China's President Xi Jinping and his wife Peng Liyuan arrive in Rome for a two-day visit. Photo: AFP / Tiziana Fabi

As Chinese President Xi Jinping arrived in Italy on Thursday, headlines alternated between playing up concern in Brussels and trumpeting Rome’s embrace of Beijing’s newfound international swagger.

But Xi’s tour, which will also take him to France to meet with President Emanuel Macron, exposes another tension, beyond that within Europe.

While the continent quibbles with itself about the shape of its integral role in China’s Belt and Road Initiative – which began years before Italy’s decision to endorse the plan was announced last week – the United States anxiously watches its own influence wane.

Hysteria versus caution

“What is happening is that the US is trying to exclude China from a role in world affairs and regional affairs that its economic heft makes almost inevitable,” Chas Freeman, a former US ambassador and former assistant secretary of defense, said in an interview with Asia Times.

Freeman, a specialist in Chinese affairs who was the principal US interpreter on President Richard Nixon’s 1972 visit to China, was referring to Washington’s blanket opposition to China’s growing role through efforts such as the BRI and the Asian Infrastructure Investment Bank.

Following the news last week that Italy was preparing to sign a memorandum of understanding with China and become the first G7 country to officially join the BRI club, the Trump administration’s National Security Council issued a warning.

“Italy is a major global economy and a great investment destination. Endorsing BRI lends legitimacy to China’s predatory approach to investment and will bring no benefits to the Italian people,” the office wrote on its official Twitter account.

At first glance, the Trump administration’s criticism appears to be echoed in other European capitals. The governments in Paris and Berlin have both declined to explicitly endorse the BRI, while some voice concern that Italy is exposing itself to undue Chinese influence.

But Europe’s worries, Freeman noted, are fundamentally different from those of the United States.

“The US is opposed to the Belt and Road Initiative. Brussels wants to temper it and ensure it serves European interests,” he said. “From the US point of view, the objection to Italian outreach to China is just part of hysteria about China that has seized Washington.”

“The US is treating the Belt and Road as a military strategic challenge. The Europeans are treating it as an economic issue that they need to be cautious about.”

Storm in a teacup?

Despite Europe’s rejection of Washington’s China policy, as was on display when the UK and Germany recently refused to block Chinese telecoms giant Huawei from building its next-generation wireless networks, Italy’s embrace of the BRI has stoked real anxiety.

Thus far, Europe’s most enthusiastic participants in the connectivity push included only smaller nations. The prospect of a founding EU country – one that is racked with massive sovereign debt – joining their ranks has raised fears that in the long term it will undermine Europe’s interests by exploiting an unbalanced bilateral relationship.

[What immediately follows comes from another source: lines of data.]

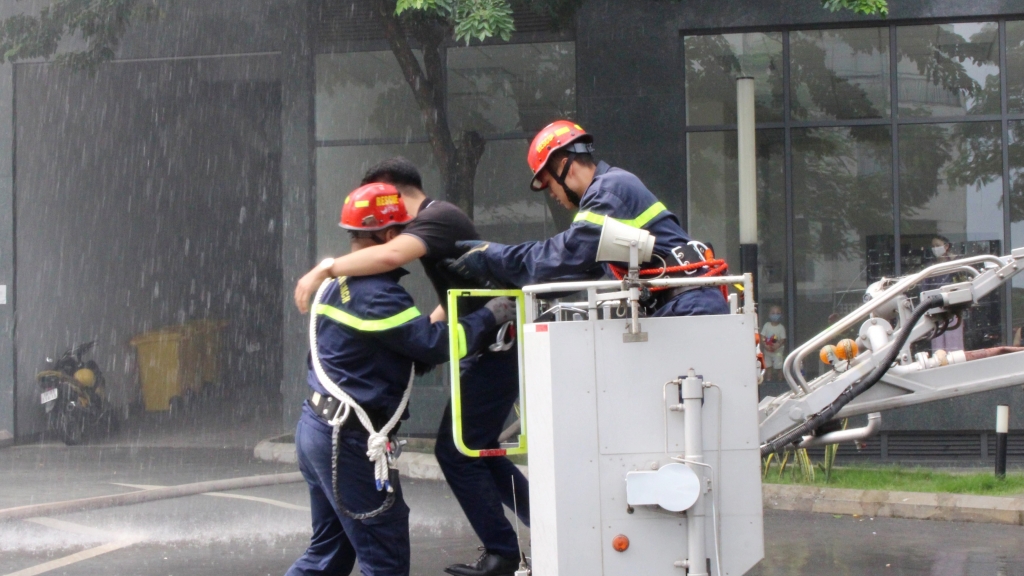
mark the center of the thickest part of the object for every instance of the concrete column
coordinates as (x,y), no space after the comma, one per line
(7,372)
(297,174)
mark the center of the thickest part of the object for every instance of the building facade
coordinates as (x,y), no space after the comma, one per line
(875,136)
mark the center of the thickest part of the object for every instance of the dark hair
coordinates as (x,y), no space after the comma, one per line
(394,171)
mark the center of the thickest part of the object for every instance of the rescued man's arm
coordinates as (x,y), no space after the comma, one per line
(377,259)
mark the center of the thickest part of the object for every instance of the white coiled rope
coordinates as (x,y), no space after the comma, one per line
(377,445)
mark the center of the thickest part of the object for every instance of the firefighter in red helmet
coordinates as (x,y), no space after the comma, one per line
(562,162)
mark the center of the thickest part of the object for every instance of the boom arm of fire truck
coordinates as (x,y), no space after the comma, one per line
(885,374)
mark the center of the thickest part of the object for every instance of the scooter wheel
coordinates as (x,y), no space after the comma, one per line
(70,428)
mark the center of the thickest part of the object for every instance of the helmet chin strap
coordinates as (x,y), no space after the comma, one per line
(560,178)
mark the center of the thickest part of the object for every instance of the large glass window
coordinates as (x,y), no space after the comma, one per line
(1015,67)
(714,63)
(1016,144)
(840,74)
(843,220)
(714,204)
(512,87)
(366,112)
(948,69)
(840,134)
(363,96)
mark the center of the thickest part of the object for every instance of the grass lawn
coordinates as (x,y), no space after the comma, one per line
(906,480)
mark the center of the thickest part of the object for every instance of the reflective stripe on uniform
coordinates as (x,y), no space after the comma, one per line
(639,221)
(463,346)
(342,317)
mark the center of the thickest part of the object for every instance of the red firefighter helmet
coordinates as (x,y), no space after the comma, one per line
(562,134)
(373,207)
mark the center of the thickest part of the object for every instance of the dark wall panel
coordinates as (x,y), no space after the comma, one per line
(146,196)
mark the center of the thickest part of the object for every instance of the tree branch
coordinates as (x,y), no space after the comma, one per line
(425,89)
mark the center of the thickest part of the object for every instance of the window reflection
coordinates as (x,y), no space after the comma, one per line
(843,213)
(951,189)
(1016,151)
(840,74)
(714,63)
(714,205)
(510,88)
(1015,66)
(948,70)
(364,95)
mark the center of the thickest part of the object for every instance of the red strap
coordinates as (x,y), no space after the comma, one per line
(716,268)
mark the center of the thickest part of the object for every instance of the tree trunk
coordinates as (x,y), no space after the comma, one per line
(456,161)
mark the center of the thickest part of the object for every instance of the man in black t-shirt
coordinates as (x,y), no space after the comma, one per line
(489,380)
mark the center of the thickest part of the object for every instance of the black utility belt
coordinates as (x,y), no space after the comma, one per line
(327,407)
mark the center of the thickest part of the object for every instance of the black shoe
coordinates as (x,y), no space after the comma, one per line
(486,565)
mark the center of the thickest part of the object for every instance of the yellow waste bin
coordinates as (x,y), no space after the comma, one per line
(163,358)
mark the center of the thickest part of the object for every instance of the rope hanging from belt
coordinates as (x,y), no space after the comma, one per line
(377,444)
(716,268)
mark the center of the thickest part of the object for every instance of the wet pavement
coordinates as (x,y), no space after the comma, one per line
(263,530)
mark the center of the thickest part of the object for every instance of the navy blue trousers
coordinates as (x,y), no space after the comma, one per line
(482,486)
(705,301)
(380,543)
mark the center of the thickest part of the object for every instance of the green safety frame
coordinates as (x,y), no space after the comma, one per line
(456,345)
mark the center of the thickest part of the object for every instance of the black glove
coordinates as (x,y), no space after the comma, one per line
(503,309)
(472,264)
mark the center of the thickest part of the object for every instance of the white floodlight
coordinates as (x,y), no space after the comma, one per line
(617,239)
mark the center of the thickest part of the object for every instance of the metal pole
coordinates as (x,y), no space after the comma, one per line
(747,156)
(693,443)
(1001,429)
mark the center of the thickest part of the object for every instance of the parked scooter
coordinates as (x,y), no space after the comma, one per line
(72,393)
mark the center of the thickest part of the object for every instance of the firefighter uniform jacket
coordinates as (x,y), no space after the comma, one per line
(570,255)
(369,333)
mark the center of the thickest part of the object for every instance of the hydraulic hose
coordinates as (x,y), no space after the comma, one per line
(856,388)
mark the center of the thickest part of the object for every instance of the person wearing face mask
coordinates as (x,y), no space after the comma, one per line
(942,248)
(951,339)
(773,340)
(561,160)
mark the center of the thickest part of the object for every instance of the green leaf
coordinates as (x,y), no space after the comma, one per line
(867,7)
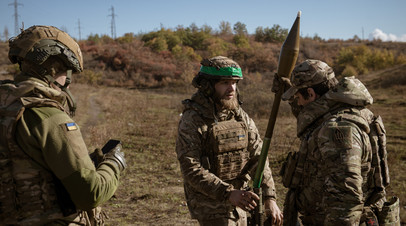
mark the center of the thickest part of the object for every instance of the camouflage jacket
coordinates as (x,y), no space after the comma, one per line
(335,156)
(205,192)
(48,144)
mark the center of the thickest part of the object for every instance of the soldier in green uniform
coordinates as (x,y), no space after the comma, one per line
(218,147)
(47,176)
(333,179)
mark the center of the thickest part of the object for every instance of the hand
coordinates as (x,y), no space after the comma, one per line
(116,156)
(244,199)
(278,81)
(272,210)
(97,156)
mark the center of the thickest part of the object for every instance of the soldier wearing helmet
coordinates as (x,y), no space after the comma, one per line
(47,176)
(218,146)
(329,178)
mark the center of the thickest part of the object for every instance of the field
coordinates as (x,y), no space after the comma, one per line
(146,119)
(151,190)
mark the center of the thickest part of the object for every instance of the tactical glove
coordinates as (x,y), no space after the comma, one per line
(116,156)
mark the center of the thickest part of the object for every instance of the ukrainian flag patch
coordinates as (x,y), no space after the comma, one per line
(71,126)
(241,137)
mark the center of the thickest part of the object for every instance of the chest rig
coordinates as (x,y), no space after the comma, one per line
(226,148)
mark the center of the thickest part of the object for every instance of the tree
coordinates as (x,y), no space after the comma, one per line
(225,28)
(240,28)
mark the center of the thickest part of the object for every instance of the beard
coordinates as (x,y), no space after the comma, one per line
(230,104)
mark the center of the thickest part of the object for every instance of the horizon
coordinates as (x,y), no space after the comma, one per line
(336,20)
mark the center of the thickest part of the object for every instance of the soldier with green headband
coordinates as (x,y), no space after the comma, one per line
(47,176)
(218,147)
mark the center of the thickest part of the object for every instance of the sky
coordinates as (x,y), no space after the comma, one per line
(328,19)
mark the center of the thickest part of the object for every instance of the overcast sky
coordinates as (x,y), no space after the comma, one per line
(329,19)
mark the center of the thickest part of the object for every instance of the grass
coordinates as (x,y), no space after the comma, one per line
(151,189)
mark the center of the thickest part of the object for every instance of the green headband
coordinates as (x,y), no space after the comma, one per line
(223,71)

At the same time there is skepticism about just how significant Italy’s decision will prove to be in the long run.

Wang Huiyao, the president of the Beijing-based think tank Center for China and Globalization, told Asia Times that Italy’s decision could serve to “break the ice.”

“Just like the [Asian Investment Infrastructure Bank] where the first to sign on was the UK and then 97 members joined after that,” Wang said, echoing official sentiment coming from Beijing.

Jonathan Hillman, a senior fellow and specialist on the Belt and Road Initiative at the Center for Strategic and International Studies in Washington, is more circumspect.

Representing the less-than-hysterical end of the spectrum among Washington policy experts, Hillman stressed to Asia Times that the BRI has come up short on substance in many cases and is often “heavy on symbolic gestures and grand statements.”

“Getting an MOU signed is easy. Delivering quality projects is much more difficult. It will take time, and the political winds within Italy could turn against the BRI in the future,” Hillman said.

In many respects, Italy is an outlier among Western European countries. The debate surrounding China will continue as Xi Jinping continues on to Monaco and then France. His interactions with French President Emanuel Macron will in all likelihood stand in contrast to those with Italian leaders more urgently courting Chinese capital.

But Freeman noted that the debate in Europe is not about the Belt and Road.

“The Europeans are scrambling to come to grips with the fact that China’s now a global great power, economically … the debate for them is less about Belt and Road than it is about the terms of Chinese investment and competition in the technology area,” he said

“In the US, there is no debate. There is pretty much an anti-China consensus now.”